Business grew at NagaWorld as Cambodia recovered, tourists returned –
only foreign passport holders are allowed to gamble, though other
NagaWorld facilities are open to all – and an expatriate community took
root again in what’s one of Southeast Asia’s more charming capitals.
NagaWorld, now with about 700 hotel rooms, 240 gaming tables and 1,600
electronic gaming machines, outgrew its site and planned to expand
across the street. Connected to the original via a shopping area, Naga2
would basically double the size of NagaWorld and give it greater
regional appeal with convention facilities and a theater, as well as
hotel suites for high rollers with a gaming table in the room.

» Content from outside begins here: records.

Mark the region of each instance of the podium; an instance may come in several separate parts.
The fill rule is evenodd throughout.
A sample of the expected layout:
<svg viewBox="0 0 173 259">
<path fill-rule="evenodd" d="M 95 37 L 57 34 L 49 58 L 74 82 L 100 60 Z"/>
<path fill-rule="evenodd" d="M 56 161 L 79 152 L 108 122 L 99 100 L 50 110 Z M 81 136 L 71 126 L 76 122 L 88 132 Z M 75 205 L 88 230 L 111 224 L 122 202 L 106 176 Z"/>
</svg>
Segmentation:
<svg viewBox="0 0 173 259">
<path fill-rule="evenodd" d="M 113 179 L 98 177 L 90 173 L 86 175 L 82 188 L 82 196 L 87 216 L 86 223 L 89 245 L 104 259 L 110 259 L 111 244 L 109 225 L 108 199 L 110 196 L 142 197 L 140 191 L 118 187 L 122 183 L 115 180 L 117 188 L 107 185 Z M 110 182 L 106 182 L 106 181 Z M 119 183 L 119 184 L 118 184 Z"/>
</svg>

When Dr Chen went to banks, with Naga’s record of profitability,
independently audited to comply with requirements of the Hong Kong Stock
Exchange, where NagaCop has been listed since 2006, the banks offered a
fraction of the funds required at double-digit interest rates. So Dr
Chen agreed to fund construction of NagaCity Walk – the shopping area
that opened last August – and Naga2 through a convertible bond deal.
Last year both additions were turned over the company and the bond
value, originally US$369 million, accrued to Dr Chen. Naga 2 is
currently undergoing internal fit out and expected to open during the
second half of this year.
The bond value, significant as it is, accounts for just a portion of
the rise in Dr Chen’s wealth. The bigger picture shows the ongoing
success and growth of NagaCorp, where revenue, profits and EBITDA have
shown five year compound annual growth rates in the high teens, in
contrast to the ups and downs of Macau.
Its predominant mainland China play is in the mass market, aided by
deals with China Travel Service and Naga associate Bassaka Air. Naga
continues to benefit from and contribute to Cambodia’s growth. It’s a
situation that would have been dismissed as lunatic fantasy back on
barge in 1995. “You have to give Dr Chen credit,” one associate says. “I
wouldn’t have had the cojones [guts] to do what he’s done.”